Overall Biological Interpretation
The plot suggests:
- Growth increases progressively from Variety A to Variety G.
- Root Height tends to be higher than Plant Height in most varieties.
- Variety G exhibits the greatest growth potential.
- Some varieties show higher variability, indicating environmental or genetic effects.
- Outliers may represent exceptionally performing plants.
YouTube Video
Advantages of Grouped Boxplots
Grouped boxplots help researchers:
- Compare multiple traits simultaneously
- Visualize variation within groups
- Detect outliers
- Examine distribution patterns
- Present publication-quality results
They are widely used in:
- Plant breeding
- Agriculture
- Ecology
- Biostatistics
- Medical research
- Environmental sciences
📥 Download Complete R Script
Conclusion
Grouped boxplots are powerful tools for comparing multiple groups and traits in a single visualization.
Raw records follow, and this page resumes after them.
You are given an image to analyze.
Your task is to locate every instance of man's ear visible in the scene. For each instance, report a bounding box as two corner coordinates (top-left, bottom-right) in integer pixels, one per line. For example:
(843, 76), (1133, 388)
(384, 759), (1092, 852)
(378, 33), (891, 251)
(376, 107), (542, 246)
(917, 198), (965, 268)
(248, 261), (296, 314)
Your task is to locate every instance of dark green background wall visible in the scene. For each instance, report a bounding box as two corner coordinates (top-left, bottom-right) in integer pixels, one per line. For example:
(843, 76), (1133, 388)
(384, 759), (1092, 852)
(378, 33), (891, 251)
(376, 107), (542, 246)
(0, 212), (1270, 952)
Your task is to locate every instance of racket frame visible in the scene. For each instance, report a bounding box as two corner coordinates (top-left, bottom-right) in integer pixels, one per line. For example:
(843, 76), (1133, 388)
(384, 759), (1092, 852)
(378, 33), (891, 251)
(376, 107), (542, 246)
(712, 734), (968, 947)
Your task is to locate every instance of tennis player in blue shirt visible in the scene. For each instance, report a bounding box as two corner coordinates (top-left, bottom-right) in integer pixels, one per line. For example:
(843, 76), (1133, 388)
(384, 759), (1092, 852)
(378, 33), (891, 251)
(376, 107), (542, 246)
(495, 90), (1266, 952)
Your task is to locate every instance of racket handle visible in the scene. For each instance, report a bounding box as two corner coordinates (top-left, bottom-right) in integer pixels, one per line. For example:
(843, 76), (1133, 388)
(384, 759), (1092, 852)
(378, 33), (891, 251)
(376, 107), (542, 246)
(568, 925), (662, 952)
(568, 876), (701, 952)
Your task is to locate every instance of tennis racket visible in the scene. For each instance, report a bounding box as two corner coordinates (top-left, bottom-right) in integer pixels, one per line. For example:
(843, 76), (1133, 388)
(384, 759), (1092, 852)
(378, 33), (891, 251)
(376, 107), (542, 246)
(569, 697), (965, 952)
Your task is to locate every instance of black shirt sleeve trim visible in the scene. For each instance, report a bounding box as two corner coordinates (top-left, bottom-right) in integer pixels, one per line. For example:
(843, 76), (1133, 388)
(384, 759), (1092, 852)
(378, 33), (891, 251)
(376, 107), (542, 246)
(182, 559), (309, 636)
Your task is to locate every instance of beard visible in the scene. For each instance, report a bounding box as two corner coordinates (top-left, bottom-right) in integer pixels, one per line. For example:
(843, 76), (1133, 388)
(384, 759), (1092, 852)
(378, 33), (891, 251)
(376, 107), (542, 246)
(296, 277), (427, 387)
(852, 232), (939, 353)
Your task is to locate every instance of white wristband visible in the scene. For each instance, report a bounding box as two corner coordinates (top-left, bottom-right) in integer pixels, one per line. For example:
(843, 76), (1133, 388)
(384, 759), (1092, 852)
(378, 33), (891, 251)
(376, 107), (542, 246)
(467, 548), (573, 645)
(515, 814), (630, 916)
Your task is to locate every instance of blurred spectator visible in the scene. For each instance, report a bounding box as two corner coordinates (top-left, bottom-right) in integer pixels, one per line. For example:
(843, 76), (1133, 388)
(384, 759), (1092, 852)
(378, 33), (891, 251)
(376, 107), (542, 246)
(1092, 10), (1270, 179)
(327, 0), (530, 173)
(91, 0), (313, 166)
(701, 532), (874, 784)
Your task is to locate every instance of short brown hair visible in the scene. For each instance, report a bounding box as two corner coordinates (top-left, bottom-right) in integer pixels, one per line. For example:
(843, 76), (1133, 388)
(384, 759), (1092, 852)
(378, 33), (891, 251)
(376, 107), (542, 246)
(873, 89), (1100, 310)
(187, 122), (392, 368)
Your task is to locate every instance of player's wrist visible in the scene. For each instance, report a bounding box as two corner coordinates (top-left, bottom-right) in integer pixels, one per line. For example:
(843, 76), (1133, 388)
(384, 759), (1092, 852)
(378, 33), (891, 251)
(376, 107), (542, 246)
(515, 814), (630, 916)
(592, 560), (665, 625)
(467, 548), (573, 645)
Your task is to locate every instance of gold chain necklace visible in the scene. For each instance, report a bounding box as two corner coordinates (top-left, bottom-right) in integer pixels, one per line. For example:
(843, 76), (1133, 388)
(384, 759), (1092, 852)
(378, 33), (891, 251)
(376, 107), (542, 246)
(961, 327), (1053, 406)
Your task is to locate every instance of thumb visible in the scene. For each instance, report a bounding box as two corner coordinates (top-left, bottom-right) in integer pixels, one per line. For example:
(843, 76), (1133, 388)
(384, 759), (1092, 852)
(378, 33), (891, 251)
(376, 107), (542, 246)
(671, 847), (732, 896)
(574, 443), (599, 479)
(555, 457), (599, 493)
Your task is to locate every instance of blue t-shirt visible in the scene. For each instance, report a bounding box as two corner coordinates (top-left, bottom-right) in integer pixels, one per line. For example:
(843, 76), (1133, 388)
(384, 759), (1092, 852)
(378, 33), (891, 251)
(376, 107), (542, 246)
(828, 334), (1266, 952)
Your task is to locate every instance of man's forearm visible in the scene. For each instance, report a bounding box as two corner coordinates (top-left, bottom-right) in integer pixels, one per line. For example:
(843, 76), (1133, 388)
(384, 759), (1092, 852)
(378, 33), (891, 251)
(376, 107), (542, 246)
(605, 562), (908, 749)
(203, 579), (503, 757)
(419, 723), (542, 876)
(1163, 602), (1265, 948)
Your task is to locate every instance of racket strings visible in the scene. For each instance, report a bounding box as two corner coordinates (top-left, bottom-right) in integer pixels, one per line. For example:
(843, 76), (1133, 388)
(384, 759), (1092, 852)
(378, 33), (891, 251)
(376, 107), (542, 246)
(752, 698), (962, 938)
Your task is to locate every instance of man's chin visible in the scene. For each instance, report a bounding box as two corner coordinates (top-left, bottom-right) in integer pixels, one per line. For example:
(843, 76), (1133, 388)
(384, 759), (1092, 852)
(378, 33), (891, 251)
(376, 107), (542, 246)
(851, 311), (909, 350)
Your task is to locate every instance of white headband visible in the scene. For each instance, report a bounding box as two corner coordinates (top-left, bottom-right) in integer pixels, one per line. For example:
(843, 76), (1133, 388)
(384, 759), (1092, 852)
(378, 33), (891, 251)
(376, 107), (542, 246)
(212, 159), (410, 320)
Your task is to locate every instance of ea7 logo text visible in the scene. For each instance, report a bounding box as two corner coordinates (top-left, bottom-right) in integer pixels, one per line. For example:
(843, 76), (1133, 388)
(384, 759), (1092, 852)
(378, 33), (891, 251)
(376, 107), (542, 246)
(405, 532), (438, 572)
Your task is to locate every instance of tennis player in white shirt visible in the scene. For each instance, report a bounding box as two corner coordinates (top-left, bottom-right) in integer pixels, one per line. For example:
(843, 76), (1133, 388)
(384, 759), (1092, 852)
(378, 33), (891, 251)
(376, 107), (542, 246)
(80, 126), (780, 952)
Using ggplot2, researchers can easily create publication-quality grouped boxplots with customized colors, themes, labels, and legends. In this example, we compared Plant Height and Root Height across seven plant varieties and observed a clear increasing trend from Variety A to Variety G. By mastering grouped boxplots in R, researchers can effectively explore data distributions, identify variability, detect outliers, and communicate scientific findings more clearly.